1) These crops need no extra covering or protection unless the temperature goes down to the low 20’s F.: any leafy or root crops such as lettuce, spinach, carrots, turnips. Also crops like peas, broccoli, cabbage and cauliflower will survive light frosts and actually may become sweeter. Continue to harvest into the fall as long as possible.
2) These plants need protection: fruiting crops such as tomatoes, peppers or squash. Other crops susceptible to light frost include the beans, herb basil, and most annual ornamental plants. Perennials are usually fine in a light frost.
3) Frost usually (but not always) occurs on cloudless nights when high pressure moves in. When there is moisture in the air the first frost is less likely (but you never know!).
4) Use a blanket or plastic sheet to protect plants from a light frost but anchor the covering with a brick or rock to prevent it from blowing off.
5) Be sure to remove plastic coverings the next morning as the plants my burn from overheating when the sun comes out. When you do decide you can’t fight the cold any longer harvest all of the fruits and other corps.
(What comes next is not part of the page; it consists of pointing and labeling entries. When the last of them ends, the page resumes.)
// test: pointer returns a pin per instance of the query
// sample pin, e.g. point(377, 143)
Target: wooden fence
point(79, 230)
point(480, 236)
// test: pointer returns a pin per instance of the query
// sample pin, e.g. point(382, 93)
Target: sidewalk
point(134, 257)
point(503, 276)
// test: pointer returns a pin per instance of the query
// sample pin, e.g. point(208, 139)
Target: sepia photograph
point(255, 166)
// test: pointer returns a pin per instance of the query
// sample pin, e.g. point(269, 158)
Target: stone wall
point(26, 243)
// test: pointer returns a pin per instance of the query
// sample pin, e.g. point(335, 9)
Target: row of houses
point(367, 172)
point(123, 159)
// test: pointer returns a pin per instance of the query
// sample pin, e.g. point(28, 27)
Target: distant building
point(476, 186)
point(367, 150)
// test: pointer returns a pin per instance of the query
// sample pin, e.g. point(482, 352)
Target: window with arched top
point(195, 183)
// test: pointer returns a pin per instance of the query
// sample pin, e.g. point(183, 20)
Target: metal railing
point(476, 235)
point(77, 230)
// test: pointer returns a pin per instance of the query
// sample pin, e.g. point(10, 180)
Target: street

6) When you do your final harvest of tomatoes bring them indoors for storage in a cool dark place. Arrange the fruits on some layers of newspaper in a box or tray in a single layer. Stacking the fruits causes pressure and fruit damage which triggers rot! Then, place some more newspapers over the top of the layer of tomatoes. This traps in a natural gas called ethylene which is given off by the fruits themselves. Ethylene also triggers more ripening among other fruits. Some people place an apple among the tomatoes which also helps to give off this ethylene gas. Check the fruits every other day or so for ripening and remove any that are getting soft or showing indications of rot. The fruits with darker green shoulders are the best at ripening and usually have the best taste. Another alternative is to look in a recipe book that might have some uses for green tomatoes. There are many wonderful dishes you can create with green tomatoes!
The first AVERAGE frost date in Cheyenne, Wyoming is September 20th!
Check your local weather service for the date in other areas.